For media formats the support is often dependent on the OS. It's been that way forever (ask anyone deploying video in early html5 and getting it to work cross-os and cross-platform). I guess it's more expected with videos, but images are (usually) handled the same.
Maybe with hardware decoding, but software decoding is often done in browsers when hardware support is not available.
I suppose Apple doesn't want to include a software fallback for platforms where hardware isn't available to discourage developers from using the format. It's not like Apple would need to write any complicated decoding algorithms when there's already an open source implementation that's free to use.
H264 didn't work in FF on MacOS and Linux (but it still worked on windows) until v34 (and it only started working because Cisco donated a license), Ogg Vorbis only works on MacOS 11.3 or later in safari (and it also depends on which container you use), HEVC in IE/EdgeHTML depended on hardware (with no fallback to software whatsoever), AV1 in FF65 only worked on Windows, AV1 in FF66 only worked on Windows and MacOS, chrome on android 2.3 required you to specify a m4v without mime-type, but doing it with mime-type worked fine on desktop chrome.
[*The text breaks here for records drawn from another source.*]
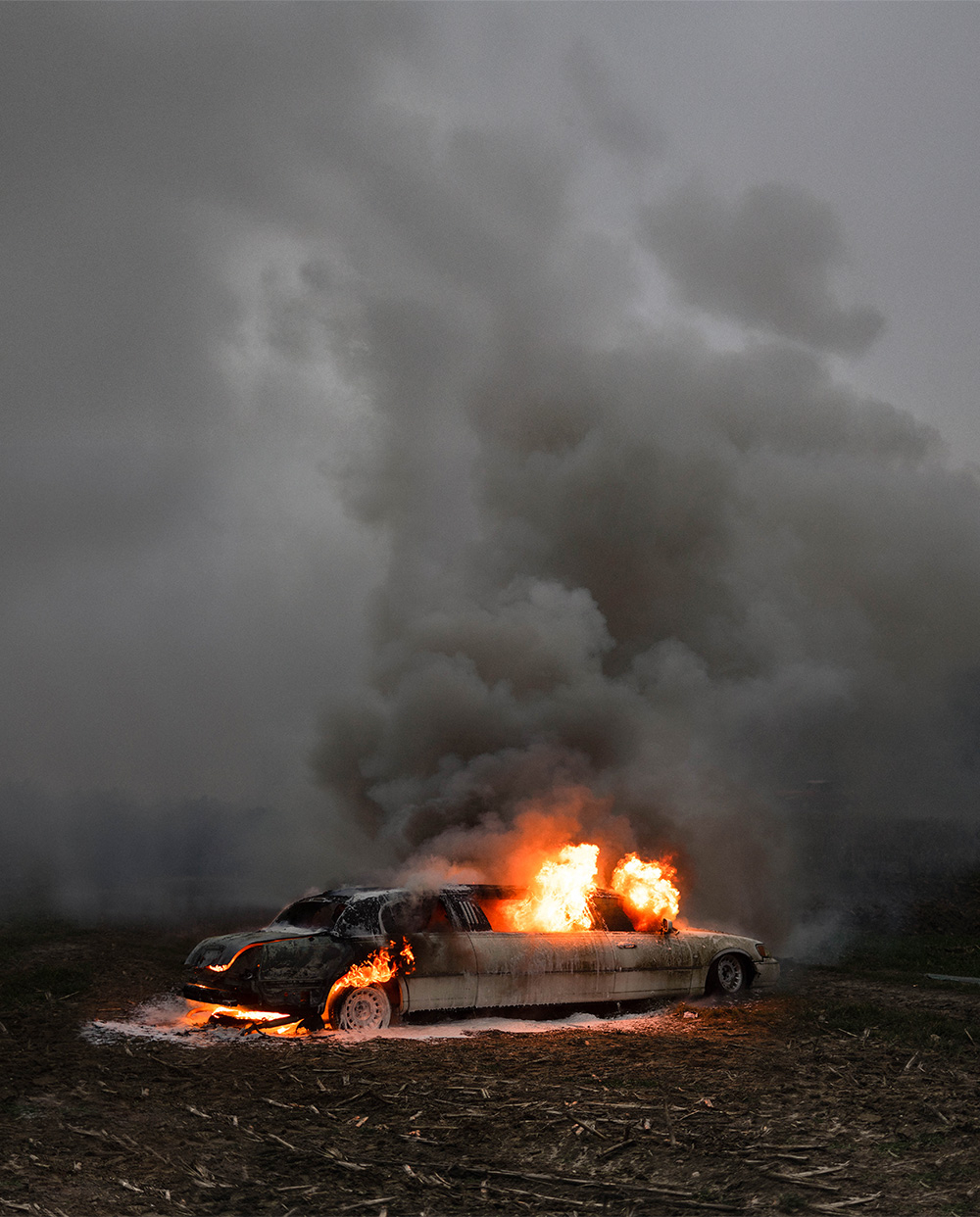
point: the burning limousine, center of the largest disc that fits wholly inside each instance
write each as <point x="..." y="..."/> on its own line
<point x="357" y="958"/>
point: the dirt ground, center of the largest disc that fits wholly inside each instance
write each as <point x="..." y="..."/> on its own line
<point x="783" y="1104"/>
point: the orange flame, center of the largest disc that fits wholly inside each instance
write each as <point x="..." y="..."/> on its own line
<point x="648" y="890"/>
<point x="377" y="969"/>
<point x="559" y="897"/>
I'm just saying it's not unprecedented to have the same browser version supporting different audio/video/image formats depending on OS or hardware.
For image formats it's not as usual, but if someone is making a site only supporting webp then I'd assume they'd look up some support matrixes beforehand.
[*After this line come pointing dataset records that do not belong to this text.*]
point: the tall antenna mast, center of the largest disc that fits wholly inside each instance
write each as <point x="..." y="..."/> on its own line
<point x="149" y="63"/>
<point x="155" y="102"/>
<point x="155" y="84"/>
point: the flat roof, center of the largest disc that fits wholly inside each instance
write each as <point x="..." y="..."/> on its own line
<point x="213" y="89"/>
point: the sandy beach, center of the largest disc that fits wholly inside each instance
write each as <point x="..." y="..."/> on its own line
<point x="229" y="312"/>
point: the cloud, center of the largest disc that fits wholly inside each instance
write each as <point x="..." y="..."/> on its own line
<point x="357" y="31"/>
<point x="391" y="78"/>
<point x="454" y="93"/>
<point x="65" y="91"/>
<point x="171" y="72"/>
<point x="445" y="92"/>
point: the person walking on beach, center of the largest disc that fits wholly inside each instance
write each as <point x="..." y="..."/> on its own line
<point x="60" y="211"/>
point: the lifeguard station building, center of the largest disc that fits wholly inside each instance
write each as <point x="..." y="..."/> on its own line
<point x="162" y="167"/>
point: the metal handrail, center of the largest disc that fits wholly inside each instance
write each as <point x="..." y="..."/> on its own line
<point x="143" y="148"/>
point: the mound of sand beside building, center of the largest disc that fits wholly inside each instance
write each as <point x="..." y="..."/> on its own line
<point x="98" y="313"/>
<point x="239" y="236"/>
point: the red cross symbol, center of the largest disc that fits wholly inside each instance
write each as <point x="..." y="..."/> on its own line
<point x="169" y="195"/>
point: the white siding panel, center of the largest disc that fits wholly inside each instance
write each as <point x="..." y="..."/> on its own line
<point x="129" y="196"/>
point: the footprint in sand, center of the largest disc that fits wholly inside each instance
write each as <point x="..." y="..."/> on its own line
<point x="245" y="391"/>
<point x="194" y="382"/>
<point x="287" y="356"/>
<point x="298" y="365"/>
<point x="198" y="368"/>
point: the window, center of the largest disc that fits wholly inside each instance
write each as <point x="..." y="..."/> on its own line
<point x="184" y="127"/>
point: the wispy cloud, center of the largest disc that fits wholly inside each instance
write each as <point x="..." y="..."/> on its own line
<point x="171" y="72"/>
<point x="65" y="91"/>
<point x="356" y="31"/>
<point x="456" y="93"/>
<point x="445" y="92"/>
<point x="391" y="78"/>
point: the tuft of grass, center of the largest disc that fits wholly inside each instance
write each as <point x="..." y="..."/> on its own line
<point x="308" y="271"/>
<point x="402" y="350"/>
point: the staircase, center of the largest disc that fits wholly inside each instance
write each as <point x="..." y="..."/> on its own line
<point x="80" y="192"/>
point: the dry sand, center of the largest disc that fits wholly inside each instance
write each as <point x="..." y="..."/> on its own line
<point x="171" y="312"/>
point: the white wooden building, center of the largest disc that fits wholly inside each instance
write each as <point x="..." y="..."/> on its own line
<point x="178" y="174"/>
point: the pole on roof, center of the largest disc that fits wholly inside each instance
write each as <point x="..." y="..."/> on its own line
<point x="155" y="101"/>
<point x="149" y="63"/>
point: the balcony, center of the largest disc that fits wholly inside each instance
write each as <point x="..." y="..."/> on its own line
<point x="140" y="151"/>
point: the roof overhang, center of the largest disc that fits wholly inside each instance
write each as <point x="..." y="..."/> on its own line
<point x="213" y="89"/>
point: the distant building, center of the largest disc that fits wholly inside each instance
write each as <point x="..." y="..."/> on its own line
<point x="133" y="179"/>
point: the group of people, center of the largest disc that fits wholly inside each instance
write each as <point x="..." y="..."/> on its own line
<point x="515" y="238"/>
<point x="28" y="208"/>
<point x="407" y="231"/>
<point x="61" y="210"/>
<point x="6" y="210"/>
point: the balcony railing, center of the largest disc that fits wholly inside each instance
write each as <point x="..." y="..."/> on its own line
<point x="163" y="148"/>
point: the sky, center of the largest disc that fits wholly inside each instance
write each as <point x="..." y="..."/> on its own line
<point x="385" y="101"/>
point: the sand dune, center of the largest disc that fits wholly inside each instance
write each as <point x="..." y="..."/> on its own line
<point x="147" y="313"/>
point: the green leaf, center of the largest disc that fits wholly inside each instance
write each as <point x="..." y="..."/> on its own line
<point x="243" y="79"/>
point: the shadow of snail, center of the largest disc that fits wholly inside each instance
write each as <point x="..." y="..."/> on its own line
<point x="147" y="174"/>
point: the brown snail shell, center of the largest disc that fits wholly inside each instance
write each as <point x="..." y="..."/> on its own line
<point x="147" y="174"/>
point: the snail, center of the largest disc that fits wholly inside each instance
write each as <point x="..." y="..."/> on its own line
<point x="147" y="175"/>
That's because of the licensing issues, especially H.265/HEIF. AV1 has barely any hardware support and software decoding is terrible for performance, so while many browsers can easily build in support, it's not really worth it to enable it by default.
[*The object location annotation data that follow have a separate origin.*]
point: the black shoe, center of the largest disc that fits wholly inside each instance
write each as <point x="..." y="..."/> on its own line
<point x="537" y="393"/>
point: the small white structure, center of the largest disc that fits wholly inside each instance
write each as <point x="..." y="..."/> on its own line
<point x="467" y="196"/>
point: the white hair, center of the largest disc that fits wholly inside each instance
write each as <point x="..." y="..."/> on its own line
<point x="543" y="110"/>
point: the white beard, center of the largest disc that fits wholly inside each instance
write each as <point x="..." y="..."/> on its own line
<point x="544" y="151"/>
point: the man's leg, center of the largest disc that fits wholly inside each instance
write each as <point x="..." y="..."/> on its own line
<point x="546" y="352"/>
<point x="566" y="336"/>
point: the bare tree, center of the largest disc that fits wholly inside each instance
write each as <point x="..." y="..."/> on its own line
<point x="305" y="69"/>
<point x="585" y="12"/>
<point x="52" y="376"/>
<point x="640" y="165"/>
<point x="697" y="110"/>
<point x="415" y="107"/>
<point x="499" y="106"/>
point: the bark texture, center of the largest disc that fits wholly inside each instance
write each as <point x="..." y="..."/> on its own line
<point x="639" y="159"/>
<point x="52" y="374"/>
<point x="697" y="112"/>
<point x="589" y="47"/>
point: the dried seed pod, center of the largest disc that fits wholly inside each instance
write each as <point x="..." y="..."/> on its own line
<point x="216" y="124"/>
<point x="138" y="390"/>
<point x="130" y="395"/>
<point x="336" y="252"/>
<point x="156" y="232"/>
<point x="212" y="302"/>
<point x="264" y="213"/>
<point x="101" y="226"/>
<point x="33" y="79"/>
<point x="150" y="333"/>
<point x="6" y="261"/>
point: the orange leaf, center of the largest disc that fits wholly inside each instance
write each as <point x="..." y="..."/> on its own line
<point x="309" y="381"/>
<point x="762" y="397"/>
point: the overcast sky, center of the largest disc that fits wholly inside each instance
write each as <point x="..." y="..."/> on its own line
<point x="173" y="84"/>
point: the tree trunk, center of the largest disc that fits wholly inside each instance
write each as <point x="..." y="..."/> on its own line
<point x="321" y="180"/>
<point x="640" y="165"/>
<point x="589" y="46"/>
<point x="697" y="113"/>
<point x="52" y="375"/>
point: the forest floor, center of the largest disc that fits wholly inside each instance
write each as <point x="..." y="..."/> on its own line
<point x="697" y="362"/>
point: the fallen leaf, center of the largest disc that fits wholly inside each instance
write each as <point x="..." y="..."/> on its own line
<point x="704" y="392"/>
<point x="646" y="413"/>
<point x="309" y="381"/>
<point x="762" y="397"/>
VP9 and WebP patents are all granted freely by Google. WebP images aren't as terrible for power consumption even in software because the browser doesn't decode 60 of them every second.
Regardless of that it's not uncommon to have the same browser version support different media codecs/formats.
Regarding the examples, when it comes to Ogg Vorbis there is no issue with software decoding (it's software everywhere), AV1 was granted software decode support on some OS'es but not others in the exact same browser, version and hardware (and IIRC it's the encoding perf that is especially bad for AV1, not decoding) and the chrome on android issue also shows how legal or hardware issues are not the only things limiting what is available (it can also be bugs that just stay around).
All I'm saying is that testing for browser version A is not a surefire test. Either check the support or test on browser A version B on OS C version D on hardware E (for each of the A/B/C/D/E variants) or just stick with what works across the board. Either way you probably won't end up shipping a site with only webp support.